After months of ambiguity, Kenyan military units have finally reached the beginning of their primary mission in southern Somalia. Bogged down in a rainy season and forced to guard their rear (and the border area behind them) from al-Shabaab insurgents - Kenyan troops never marched to the beat of a public time-line. Some two months after Operation Linda Nichi commenced, their commanders were forced to clarify whether they would even advance on Kismayo, al-Shabaab's main port and last bastion. Only weeks ago an Ethiopian commander boasted of his ability to seize Kismayo, in the process declaring that Nairobi was supposed to attack during Ethiopia's February offensive along Somalia's western border.
Whether deception or unrealistic expectations are responsible for the current schedule, Kenyan forces are still approaching an opportunity to accomplish the clearing phase of the mission on schedule: August's expiration of the UN-mandated Transitional Federal Government (TFG). Having finally taken Afmadow, a strategic town located along the Lagh Dara tributary, Kenyan war planes and naval vessels have begun softening Kismayo for a ground assault. Abdinasir Serar of the allied Ras Kamboni says the main operation is expected to start in the coming weeks, and will involve Kenyan, TFG, AU and proxy forces.
Ethiopian troops and armor stationed several hundred miles north are likely to be utilized as the reserve force.
Ethiopian troops and armor stationed several hundred miles north are likely to be utilized as the reserve force.
Once again, the question of whether Nairobi organized this strategy from the beginning remains obscured to outsiders. Competing media narratives have yet to decide whether Kenyan forces were designated to independently secure Kismayo and Somalia's southern front, or if AU units planned to converge in a joint-attack. Whatever the case, all AU members intended to pressure al-Shabaab on every front and collapse the group into a corner, and AU/TFG forces have built enough momentum to approach Kismayo from the north. Instead of one or two-dimensional assault, Sarar predicts that Kenyan naval forces will land in the port as Somali-allied ground troops advance from all directions.
The present strategy greatly increases the chances of initial success.
Whether al-Shabaab retreats from another financial nerve-center now becomes increasingly relevant after the group lost control of its other strongholds. The group ceded Beledweyne, Baidoa, Afgoye and Afmadow without a major fight, opting for sporadic gunfire and bombings to conserve their forces, but the group has more to lose in the little that it has left. Conversely, Serar describes the formation of what could be deja vu; al-Shabaab's forerunner, the Islamic Courts Union (ICU), was politely evicted by Kismayo's clan leadership before Ethiopian forces could invade as part of their 2007 campaign. Serar says that al-Shabaab members are encouraging clan elders to support their resistance, but he doesn't expect a battle in the end.
According to Raxanreeb media, al-Shabaab's Sheikh Mukhtar Robow, Ibrahim Haji Me’ad (Kismayo's administrator) and Sheikh Hassan Yacqub (Kismayo's military commander) have north to Somaliland. This information, if true, could be related to the U.S. State Department's new bounty program on all three individuals, and suggests that al-Shabaab will fight another day rather than defend Kismayo to the death. Media reports do include "multiple sources" that warn of "a new defensive position" at Birta Dheer, midway between Afmadow and Kismayo.

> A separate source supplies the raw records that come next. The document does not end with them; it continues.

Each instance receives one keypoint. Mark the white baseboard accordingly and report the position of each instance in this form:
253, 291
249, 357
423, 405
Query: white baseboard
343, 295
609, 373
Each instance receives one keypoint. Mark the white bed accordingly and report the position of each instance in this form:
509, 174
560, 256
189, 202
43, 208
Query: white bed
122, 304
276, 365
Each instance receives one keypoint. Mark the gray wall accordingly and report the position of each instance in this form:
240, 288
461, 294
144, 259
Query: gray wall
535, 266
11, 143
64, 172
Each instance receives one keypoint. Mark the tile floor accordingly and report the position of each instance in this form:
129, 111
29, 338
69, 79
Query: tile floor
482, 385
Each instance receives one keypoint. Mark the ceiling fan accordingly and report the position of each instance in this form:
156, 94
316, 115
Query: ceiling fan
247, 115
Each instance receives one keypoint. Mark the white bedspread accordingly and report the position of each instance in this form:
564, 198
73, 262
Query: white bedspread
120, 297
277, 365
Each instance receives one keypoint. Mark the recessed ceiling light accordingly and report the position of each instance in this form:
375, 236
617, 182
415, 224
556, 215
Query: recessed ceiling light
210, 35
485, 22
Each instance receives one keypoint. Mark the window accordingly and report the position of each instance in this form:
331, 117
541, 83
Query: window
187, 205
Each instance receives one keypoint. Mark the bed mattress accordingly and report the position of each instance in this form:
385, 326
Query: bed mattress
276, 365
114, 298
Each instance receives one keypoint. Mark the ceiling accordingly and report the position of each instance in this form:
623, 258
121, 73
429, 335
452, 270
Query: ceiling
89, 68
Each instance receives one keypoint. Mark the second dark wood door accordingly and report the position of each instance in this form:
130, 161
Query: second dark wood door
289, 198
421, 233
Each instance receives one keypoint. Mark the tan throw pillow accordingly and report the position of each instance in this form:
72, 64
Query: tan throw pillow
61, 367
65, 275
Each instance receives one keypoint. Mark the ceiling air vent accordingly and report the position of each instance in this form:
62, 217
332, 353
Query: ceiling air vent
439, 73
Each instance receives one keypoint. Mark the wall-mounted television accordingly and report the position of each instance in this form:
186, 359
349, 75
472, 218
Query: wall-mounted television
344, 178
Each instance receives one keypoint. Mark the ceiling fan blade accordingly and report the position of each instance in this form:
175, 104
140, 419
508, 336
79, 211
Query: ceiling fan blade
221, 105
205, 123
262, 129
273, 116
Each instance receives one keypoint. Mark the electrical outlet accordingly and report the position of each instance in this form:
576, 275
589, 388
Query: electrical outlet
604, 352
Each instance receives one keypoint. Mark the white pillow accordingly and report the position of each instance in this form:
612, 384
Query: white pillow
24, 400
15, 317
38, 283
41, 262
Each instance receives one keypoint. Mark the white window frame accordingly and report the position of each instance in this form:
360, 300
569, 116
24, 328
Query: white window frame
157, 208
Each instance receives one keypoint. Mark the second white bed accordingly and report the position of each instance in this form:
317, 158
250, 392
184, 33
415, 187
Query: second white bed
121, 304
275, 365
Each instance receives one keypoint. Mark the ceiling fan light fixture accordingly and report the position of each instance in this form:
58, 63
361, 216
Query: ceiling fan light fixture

More disturbingly, locals fear being trapped between al-Shabaab and the Kenyan airstrikes that are beginning to rock their city.
This dilemma must be handled with extreme caution, though no massacre was committed in any of al-Shabaab's other lost cities.

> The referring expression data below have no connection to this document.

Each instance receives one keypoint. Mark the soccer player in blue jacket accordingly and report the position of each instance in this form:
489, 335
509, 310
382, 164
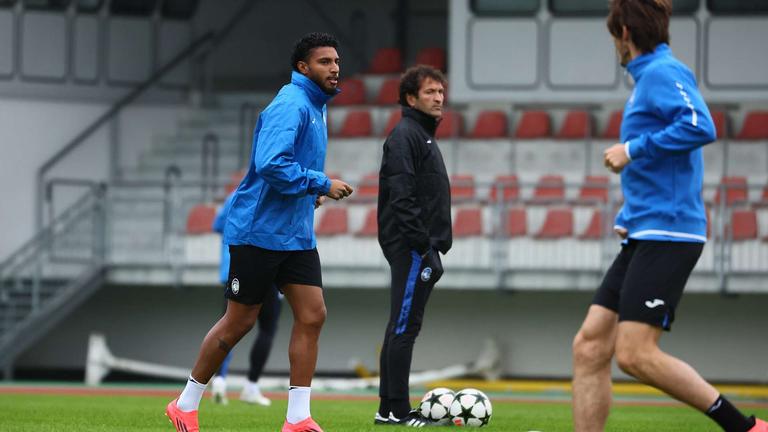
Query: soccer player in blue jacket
662, 223
270, 232
269, 315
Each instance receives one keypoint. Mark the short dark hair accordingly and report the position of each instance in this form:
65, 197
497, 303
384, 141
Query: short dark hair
411, 80
646, 20
309, 42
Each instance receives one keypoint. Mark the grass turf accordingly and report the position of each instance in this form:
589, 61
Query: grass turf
71, 413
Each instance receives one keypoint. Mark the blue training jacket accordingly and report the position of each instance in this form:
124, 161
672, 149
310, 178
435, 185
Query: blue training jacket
218, 226
665, 124
273, 208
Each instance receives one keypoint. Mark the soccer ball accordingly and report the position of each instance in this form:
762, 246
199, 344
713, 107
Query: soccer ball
435, 405
471, 407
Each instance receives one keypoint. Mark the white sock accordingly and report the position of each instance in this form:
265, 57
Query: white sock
298, 404
190, 397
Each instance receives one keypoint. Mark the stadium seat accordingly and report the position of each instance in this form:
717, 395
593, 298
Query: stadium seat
367, 189
534, 124
389, 92
516, 223
356, 124
736, 191
613, 130
594, 229
577, 125
386, 61
352, 92
451, 125
509, 187
490, 124
200, 219
462, 188
549, 189
334, 221
743, 225
432, 56
394, 117
557, 224
594, 189
468, 223
755, 126
721, 124
370, 226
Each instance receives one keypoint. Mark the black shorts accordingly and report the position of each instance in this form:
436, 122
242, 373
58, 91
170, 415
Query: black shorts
253, 271
646, 280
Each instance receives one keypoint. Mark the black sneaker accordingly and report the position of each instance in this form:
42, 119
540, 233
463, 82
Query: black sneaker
378, 419
413, 419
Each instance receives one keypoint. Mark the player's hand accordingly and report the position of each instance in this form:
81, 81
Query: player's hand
339, 190
621, 232
615, 158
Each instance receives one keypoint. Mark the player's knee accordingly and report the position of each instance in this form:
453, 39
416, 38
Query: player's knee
313, 318
590, 350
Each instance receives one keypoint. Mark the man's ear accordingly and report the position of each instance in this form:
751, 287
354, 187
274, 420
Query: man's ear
303, 67
411, 99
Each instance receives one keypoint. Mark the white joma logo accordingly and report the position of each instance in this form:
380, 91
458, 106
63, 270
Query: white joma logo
654, 303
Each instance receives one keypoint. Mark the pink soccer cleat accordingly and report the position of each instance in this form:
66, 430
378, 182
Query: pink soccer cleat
182, 421
306, 425
760, 426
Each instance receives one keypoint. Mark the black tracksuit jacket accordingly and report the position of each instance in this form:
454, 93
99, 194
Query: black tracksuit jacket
414, 209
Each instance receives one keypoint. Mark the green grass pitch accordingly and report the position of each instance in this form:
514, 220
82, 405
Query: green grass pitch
76, 413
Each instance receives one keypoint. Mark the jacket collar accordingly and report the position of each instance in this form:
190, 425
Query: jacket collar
426, 121
639, 63
315, 93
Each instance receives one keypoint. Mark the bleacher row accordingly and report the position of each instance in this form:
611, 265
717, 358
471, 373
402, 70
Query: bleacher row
547, 205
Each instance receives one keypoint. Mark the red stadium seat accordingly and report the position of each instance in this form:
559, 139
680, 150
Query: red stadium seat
356, 124
613, 130
368, 189
334, 221
516, 223
370, 227
394, 117
490, 124
386, 61
200, 219
594, 230
721, 123
509, 187
549, 189
743, 225
389, 92
577, 125
735, 190
534, 124
468, 223
352, 92
462, 188
451, 125
594, 189
755, 126
432, 56
557, 224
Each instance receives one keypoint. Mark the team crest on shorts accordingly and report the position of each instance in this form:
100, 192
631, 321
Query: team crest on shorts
426, 274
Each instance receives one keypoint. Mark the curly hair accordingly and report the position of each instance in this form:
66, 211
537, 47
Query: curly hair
646, 20
307, 43
411, 81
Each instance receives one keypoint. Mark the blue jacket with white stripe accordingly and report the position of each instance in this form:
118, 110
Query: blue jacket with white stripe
665, 124
273, 208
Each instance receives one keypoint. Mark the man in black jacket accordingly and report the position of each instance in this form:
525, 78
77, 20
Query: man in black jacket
414, 216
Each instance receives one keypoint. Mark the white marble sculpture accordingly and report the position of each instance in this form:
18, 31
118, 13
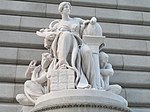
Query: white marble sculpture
37, 86
67, 38
106, 71
73, 54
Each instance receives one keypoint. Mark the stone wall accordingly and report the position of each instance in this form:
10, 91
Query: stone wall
125, 23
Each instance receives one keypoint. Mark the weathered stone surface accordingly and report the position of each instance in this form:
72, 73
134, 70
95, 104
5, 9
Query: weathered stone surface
140, 109
95, 3
142, 5
20, 39
134, 31
9, 107
23, 8
7, 72
131, 78
5, 56
133, 62
26, 55
7, 92
120, 16
62, 79
34, 23
20, 73
81, 101
110, 29
116, 61
126, 46
9, 22
138, 96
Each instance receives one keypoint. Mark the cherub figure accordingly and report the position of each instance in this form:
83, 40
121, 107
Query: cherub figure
37, 86
106, 71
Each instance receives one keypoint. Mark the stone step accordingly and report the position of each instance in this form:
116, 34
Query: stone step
9, 107
135, 97
141, 5
19, 55
140, 109
16, 73
131, 79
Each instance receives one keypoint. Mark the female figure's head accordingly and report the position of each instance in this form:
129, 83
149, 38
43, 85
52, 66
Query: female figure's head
103, 58
64, 8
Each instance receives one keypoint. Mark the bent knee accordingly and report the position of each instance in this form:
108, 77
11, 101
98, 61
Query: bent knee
86, 50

This dilemma must be handled with extreme caution, though no massacre was committed in any of al-Shabaab's other lost cities.

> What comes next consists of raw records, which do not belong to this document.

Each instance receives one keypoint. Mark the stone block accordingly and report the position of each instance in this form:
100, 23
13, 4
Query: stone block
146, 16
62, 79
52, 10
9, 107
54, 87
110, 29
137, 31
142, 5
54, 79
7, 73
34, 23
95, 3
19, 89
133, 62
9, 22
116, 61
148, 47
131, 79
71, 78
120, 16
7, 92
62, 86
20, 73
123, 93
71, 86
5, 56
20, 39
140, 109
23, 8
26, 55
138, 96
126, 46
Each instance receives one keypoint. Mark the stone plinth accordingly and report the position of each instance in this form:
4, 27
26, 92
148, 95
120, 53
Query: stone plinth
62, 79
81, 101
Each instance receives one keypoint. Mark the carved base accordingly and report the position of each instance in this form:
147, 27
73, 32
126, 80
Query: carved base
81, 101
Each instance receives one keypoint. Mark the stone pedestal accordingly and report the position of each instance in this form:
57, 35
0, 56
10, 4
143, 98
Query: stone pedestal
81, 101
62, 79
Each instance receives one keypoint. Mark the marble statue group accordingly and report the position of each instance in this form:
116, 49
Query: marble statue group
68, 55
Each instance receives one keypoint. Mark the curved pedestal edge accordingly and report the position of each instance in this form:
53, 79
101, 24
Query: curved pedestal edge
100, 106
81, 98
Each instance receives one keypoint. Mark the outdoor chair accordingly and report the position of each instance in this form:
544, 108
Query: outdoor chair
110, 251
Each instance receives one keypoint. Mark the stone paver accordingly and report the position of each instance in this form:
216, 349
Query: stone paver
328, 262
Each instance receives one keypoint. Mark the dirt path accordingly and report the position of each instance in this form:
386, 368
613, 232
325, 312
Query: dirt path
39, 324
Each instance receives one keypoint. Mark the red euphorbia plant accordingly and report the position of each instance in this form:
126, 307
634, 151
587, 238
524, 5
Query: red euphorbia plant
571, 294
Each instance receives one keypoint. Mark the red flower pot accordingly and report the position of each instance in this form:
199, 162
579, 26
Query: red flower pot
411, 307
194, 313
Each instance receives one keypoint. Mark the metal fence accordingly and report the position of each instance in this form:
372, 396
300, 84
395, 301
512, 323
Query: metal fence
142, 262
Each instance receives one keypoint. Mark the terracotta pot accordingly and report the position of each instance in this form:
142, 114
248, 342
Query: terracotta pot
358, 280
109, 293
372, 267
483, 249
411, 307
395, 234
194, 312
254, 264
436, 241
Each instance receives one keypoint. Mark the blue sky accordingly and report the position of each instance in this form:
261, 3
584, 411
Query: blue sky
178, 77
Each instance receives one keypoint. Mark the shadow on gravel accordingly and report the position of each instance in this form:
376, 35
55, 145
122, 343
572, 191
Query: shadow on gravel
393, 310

The wisest strategy for al-Shabaab necessitates a light resistance, followed by a long-term attempt to out-wait the Kenyan and Ethiopian troops now stationed across western and southern Somalia. Al-Shabaab needs far more men than it currently employs to defend city after city, but has enough to wage guerrilla warfare on a national level. Now the group must hope that the TFG suffers another political breakdown during its transitional end, and that AU military operations suffer the consequences.